COMMENTARY | COLUMNISTS | ROGER BROWN

The serious game of Geeks vs. Geezers

To accept what follows, it is helpful to agree with two premises as incontrovertible fact: The first is that no one understands the entirety of all the tax laws affecting all the citizens of this country; the other is that many people do not understand computers and believe they are magic.

In a blog post of March 24 titled “Predatory State of California,” former Director of the Office of Management and Budget, David Stockman describes the quaint practice our fair state has of reaching across state lines to extract taxes, penalties and interest from bank accounts of former residents who now live elsewhere.

These taxes are levied and collected without notice on pensioners receiving retirement income from companies domiciled in California under the expansive doctrine “If you earned it here you owe taxes here for life no matter where you are now.”

Stockman also describes how sycophant banks profit by charging their customers “service charges” for sending their customers’ money to Sacramento without their consent.

This goes beyond guilty until proven innocent, which we have come to know and love from taxing authorities. This is taxation without presentation of a bill. It is sentencing before being charged.

My first reaction was “Great, tax refugees helping the rest of us, who for whatever reason cannot leave, to support our welfare state.”

This led to closer scrutiny. Ignoring the due process constitutional issues, which the state routinely does, one wonders whether there is a class action lawsuit here. Although, woe be unto he who volunteers as lead plaintiff for he shall live in the Land of Audit for the rest of his days.

What we have uncovered is a form of algorithmic taxation. Just as computers mine social media for your personal information in order to target advertising to you, whiz kids who work for the government do the same, searching for vulnerable tax targets.

Those with the biggest electronic bull’s eye painted on their backs are older, retired, have money and do not understand computers. Internet scammers can zing a few million people for less than $100 and stay under the enforcement radar.
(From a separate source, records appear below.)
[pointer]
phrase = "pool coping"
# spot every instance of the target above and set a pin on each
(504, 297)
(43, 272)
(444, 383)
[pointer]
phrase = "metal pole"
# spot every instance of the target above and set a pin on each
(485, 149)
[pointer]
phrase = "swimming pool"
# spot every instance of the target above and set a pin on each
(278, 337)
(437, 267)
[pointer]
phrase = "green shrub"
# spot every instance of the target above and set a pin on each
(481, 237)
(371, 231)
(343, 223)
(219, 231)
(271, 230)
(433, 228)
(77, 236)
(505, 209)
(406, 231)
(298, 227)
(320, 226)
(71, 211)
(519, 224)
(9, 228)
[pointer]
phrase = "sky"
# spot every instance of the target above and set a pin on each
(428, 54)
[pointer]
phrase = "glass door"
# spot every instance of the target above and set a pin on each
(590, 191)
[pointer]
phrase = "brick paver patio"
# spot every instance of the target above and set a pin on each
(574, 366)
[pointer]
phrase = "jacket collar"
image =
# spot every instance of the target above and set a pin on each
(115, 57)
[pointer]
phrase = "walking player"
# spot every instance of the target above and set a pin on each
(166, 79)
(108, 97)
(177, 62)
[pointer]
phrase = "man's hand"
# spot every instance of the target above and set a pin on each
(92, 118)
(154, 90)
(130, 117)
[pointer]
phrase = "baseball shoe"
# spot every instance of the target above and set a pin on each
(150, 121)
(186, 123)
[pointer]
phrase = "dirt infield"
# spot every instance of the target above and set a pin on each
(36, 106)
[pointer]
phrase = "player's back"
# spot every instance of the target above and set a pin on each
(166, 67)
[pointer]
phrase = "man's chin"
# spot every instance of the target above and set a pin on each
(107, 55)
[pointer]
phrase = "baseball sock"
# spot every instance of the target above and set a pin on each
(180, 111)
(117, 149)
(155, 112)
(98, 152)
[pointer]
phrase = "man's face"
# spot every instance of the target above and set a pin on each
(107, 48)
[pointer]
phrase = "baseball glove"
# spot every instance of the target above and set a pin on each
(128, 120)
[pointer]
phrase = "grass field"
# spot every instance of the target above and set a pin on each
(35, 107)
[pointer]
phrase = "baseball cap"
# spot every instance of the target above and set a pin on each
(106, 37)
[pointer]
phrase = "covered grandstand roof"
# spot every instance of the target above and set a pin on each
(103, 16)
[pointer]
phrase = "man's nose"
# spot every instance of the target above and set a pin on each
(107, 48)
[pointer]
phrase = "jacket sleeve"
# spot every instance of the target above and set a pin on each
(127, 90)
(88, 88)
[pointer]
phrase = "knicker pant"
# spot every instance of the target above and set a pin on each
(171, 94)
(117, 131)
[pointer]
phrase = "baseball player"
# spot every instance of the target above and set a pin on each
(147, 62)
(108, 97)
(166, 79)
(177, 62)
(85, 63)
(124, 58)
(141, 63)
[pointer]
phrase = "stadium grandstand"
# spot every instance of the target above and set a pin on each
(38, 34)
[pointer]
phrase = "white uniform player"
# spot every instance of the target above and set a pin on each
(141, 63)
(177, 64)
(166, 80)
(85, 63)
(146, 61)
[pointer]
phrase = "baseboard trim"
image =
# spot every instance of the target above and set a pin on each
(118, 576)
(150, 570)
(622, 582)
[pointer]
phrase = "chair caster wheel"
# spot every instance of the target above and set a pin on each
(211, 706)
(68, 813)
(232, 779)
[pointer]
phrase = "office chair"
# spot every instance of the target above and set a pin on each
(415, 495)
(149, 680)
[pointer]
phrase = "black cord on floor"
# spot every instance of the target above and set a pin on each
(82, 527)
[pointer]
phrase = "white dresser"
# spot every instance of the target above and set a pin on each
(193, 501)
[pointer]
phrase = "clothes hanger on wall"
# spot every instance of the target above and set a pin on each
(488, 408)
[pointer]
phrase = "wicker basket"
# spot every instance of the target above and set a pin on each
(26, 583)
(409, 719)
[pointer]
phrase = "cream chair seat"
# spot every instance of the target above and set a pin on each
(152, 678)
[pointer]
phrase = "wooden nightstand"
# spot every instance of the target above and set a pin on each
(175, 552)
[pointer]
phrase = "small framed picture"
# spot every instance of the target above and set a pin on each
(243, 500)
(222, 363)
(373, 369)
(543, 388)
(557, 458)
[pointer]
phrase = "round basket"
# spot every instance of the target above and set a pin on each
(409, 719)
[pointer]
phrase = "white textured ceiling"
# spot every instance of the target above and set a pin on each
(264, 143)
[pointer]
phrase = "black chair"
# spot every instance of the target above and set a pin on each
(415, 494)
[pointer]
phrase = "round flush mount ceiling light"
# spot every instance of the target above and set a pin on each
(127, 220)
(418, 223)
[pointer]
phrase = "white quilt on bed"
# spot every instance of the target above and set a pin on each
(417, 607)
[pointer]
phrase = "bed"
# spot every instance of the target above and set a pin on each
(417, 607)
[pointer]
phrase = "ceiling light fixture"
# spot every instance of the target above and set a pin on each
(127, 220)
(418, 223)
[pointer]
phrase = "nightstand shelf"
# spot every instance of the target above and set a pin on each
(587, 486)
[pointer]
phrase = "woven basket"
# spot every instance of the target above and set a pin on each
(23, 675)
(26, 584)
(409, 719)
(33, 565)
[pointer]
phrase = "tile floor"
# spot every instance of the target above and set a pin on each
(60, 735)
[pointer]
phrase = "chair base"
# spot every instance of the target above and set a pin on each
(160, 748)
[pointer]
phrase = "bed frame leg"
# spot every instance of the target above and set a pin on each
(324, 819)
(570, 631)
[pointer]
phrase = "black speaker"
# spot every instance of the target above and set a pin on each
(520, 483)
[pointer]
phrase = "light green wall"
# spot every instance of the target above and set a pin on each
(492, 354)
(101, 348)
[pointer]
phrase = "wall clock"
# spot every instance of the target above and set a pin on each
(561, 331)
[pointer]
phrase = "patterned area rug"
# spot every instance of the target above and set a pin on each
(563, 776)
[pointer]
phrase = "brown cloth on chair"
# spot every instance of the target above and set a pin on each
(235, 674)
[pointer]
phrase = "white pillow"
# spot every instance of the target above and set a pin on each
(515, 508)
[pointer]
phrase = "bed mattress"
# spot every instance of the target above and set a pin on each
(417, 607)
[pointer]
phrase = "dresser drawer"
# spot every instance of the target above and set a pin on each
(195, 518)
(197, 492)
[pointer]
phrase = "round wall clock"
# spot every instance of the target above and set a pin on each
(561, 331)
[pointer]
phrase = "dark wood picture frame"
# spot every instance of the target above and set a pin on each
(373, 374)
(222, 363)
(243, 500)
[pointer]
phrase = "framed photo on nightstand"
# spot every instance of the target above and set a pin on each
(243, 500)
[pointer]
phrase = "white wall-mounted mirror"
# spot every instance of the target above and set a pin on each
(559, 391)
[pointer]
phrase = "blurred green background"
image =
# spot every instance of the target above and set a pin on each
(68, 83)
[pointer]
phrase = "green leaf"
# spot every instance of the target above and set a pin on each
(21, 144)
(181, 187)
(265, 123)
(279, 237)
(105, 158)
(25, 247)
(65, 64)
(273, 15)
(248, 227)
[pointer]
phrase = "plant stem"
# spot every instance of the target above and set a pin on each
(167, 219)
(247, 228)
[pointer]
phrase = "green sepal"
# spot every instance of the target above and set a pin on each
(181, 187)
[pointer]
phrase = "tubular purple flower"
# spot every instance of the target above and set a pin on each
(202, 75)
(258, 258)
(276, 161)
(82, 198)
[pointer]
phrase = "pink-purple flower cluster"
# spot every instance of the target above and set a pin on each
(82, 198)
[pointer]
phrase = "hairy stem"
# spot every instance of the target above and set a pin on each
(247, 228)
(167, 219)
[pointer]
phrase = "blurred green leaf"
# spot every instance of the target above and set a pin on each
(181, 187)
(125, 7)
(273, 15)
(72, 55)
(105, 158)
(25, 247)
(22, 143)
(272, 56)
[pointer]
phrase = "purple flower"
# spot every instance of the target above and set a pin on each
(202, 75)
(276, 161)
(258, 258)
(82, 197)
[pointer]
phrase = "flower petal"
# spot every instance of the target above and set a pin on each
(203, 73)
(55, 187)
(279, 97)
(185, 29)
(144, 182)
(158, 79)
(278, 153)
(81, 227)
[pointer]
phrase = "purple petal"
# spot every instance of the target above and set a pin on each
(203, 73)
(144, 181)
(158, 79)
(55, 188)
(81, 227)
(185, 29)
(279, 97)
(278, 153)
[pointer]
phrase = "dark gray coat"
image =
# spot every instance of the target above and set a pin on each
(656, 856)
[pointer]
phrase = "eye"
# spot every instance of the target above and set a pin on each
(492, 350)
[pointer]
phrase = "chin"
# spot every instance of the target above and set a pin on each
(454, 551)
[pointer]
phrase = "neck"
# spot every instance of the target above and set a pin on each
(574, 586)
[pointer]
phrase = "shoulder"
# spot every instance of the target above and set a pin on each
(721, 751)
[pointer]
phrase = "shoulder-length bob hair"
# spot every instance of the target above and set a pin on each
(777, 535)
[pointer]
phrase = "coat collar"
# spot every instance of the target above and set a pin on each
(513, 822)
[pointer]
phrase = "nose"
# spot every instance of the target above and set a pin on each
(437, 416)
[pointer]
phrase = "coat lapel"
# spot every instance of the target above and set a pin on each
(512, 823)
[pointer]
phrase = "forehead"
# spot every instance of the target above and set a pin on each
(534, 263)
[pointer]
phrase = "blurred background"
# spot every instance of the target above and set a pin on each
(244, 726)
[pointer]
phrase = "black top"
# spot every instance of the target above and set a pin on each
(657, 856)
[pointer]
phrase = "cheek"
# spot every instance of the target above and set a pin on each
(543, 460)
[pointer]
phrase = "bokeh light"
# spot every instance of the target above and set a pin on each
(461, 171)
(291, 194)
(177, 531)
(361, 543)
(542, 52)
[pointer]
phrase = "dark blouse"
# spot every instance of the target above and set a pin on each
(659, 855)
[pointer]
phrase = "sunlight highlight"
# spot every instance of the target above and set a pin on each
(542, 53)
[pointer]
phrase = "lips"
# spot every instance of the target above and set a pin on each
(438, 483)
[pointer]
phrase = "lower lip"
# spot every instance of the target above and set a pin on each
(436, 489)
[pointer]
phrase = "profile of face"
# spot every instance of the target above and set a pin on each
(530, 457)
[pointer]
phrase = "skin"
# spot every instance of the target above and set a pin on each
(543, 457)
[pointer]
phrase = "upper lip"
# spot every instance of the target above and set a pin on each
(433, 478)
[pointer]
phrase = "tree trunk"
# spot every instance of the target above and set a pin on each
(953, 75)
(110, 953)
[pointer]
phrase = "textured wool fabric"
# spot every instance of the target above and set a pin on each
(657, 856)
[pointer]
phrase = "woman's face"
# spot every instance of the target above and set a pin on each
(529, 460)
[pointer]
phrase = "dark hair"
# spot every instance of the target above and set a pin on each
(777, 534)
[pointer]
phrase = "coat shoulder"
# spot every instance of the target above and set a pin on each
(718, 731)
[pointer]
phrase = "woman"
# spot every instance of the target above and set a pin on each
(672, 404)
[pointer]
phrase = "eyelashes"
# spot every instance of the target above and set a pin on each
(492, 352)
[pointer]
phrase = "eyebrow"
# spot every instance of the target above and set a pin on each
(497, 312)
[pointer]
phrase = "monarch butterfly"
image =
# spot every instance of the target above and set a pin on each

The same applies at the government level. The Geeks vs. Geezers game pits youngsters adroit with keyboards against people who are ill-equipped to fight back over small amounts that must be retrieved from a foreign state. Those small amounts add up.

Welcome to intergenerational warfare. Seniors passed a lot of laws granting themselves security, free health care, prescription drugs and other entitlements. These are all expected to be paid for by the younger generation.

It’s poetic. The younger generation developed computers that can reach as far as the Internet can see to recover the money. Youth must be served.

The difficulty, among many, is the iterative nature of this behavior over time. Youngsters will someday be old. Attempts to pick the pockets of each successive generation have consequences. Money moves at ever increasing velocity but nothing is ever accomplished or produced.

The cycle continues as government becomes nothing but a massive check-writing machine. No more silly tasks like fixing potholes or defending the country; managing increasingly complex transfer schemes will dominate all of society. No time or money is left for anything else.

Eventually, we must break the cycle and, of course, I have the answer. Make life itself an algorithm. You enter the world. Your first breath is free. But before you can take a second one, you need a password.

To get that, you must click the “I Agree” button to continue. You are sort of in a hurry, but the terms of service are short: You don’t take money from anyone without giving them value in return. It does not matter if you have a gun or a voting booth or a computer. Stealing is wrong. Failing to comply means revocation of the password. It’s a simple plan.

Until then, the old saying that children should be seen and not heard has a new dimension. Now, unseen and needing no more than 140 characters, they have access to your bank account.

You should have thought of that.


Brown is an investor and freelance writer in Alpine.